O sprzedaży (sprzedawcach raczej) słów kilka/How to (not) sell everything

1/16/2015


        Z cyklu przemyślenia słów kilka o: sprzedawaniu, handlu i sprzedawcach! 

 

       Ostatnimi czasy zakupy nie są dla mnie przyjemnością, ale miotaniem się między marketami w poszukiwaniu w miarę rozsądnego towaru (czyt. nowego tabletu z 3g (czy też tableta- jak zwał tak zwał!) za niską cenę (do 300 zł).

  1. Muszę przyznać, że męczą mnie nie tylko braki towarowe- te z cyku towar na zamówienie:

-"Możemy zamówić- ale trzeba zapłacić"
-"Jak to w ciemno mam brać? Ja chce tylko przetestować i zobaczyć czy mi odpowiada! Jak będzie do d... to jak go potem zwrócę? Co podam w uzasadnieniu wady? Chodzi za wolno? Zacina się? Nie odbiera pasma Aero2? WTF!"

     2.  Męczą mnie również czasem niekompetentni sprzedawcy:


-"Ta klapka powinna się otwierać żeby móc włożyć kartę!"
-"Oj chyba się nie otwiera! Nie wiem!"
-"Powinna się otwierać skoro ma obsługiwać kartę SIM!"
PO OTWORZENIU KLAPY
-"A ..... tak!
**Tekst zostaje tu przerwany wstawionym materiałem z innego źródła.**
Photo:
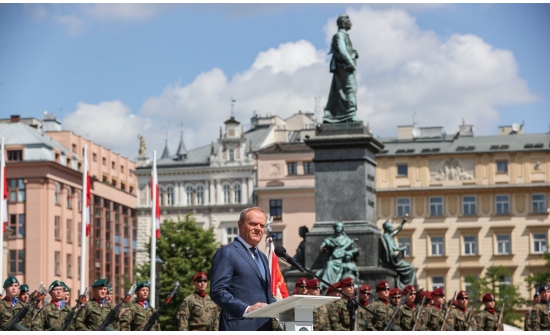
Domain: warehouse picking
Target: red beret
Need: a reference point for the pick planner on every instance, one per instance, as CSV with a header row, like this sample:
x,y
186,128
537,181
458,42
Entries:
x,y
200,275
365,288
301,281
462,294
439,292
346,282
382,285
488,297
395,291
313,283
409,288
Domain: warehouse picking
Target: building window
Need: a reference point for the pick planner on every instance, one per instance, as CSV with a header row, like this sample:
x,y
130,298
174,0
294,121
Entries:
x,y
502,204
200,195
309,168
438,246
470,245
232,233
538,203
189,192
503,244
237,193
292,168
226,194
539,243
438,282
402,170
436,206
276,209
469,205
17,262
407,243
403,206
57,228
17,190
69,265
58,263
502,166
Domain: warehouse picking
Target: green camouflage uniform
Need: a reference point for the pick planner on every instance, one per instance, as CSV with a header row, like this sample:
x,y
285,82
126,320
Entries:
x,y
51,318
384,310
197,313
92,315
136,317
540,316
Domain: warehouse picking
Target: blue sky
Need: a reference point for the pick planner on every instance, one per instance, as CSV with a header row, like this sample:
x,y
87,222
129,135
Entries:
x,y
110,72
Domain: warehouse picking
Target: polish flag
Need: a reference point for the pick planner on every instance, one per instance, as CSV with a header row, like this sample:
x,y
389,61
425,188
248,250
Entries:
x,y
278,285
155,197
Otwiera się!"
  

      3.  Czasem wkurza mnie sam sprzęt, który podobno ma właściwości ale defacto ich nie ma! 

       Czasem sprzedawca jest rzeczowy i kompetentny, ale nijak nie idzie obsłużyć cudownego sprzętu, który nie wykrywa karty SIM (po kilkukrotnym kombinowaniu z wkładaniem na różne sposoby!). Masz ci babo tablet!
          
      Moje doświadczenia z handlem są różne- "robię" w tym od 10 lat (tylko pomocnictwo- niestety nikt mi za to nie płaci- kasa zostaje w rodzinie:) i muszę przyznać, że jeszcze mało o sprzedawaniu wiem! 

      Wiem również, że nie tylko ja  muszę się doszkolić;  "sprzedawcy" zatrudnieni w sklepach branżowych czy hipermarketach też, ponieważ nierzadko mają braki do uzupełnienia. Przede wszystkim oblewają w podejściu do klienta:

  • rozmawiają z innymi kolegami po fachu (nie na temat o który pytasz!) lub przez telefon podczas obsługi 
  • śpieszą się  "załatwieniem" ciebie ("Zaraz idę na przerwę!"), 
  • lekceważą, albo nie zauważają cię, gdy stoisz tuż obok! Często to ja muszę "ganiać" za osobami odpowiedzialnymi za sprzedaż i pytać o konkretne rzeczy po które przyszłam! Czasem sprzedawcy są za bardzo upierdliwi, gdy tyko wchodzisz i chcesz się w spokoju rozejrzeć, a czasem gdy chcesz od  nich konkretnej porady to żadnego oczywiście pod ręką  nie ma!
  • nie znają towaru, który sprzedają ("To się otwiera?")- czasem czytają info na pudełku- sorry ale każdy nie analfabeta to potrafi!
  • panie siedzące na kasie w hipermarkecie nieczęsto mówią mi "Dzień dobry" choć zwyczajowo powinny! [Za brzydka jestem na taki mały gest, czy co? Często wydaje mi się, że tyko ja tak mam! Paniusie stojące przede mną w kolejce są witane zwyczajowymi słowami a ja "przemilczana" jakbym była powietrzem! (Może jestem dziwna ale gdy wchodzę do sklepików obsługiwanych przez małą liczbę osób- choćby ciucholandy- to zawsze mówię "Dzień dobry"- nie licząc na odpowiedź. Chyba przestanę... może rzeczywiście dla ludzi pracujących w sklepach dzień nie zawsze jest dobry?). Są oczywiście wyjątki- zawsze gdy robię zakupy w pewnej niemieckiej sieci dyskontów to zawsze słyszę "Dzień dobry"- mają tak "ustawiony" zwyczaj. Czy ja się czepiam??? Chyba nie! Często tak mam, że jestem pomijana i to mnie wkurza! Czy ja jestem jakąś kategorią podczłowieka, że można mnie zawsze olewać?]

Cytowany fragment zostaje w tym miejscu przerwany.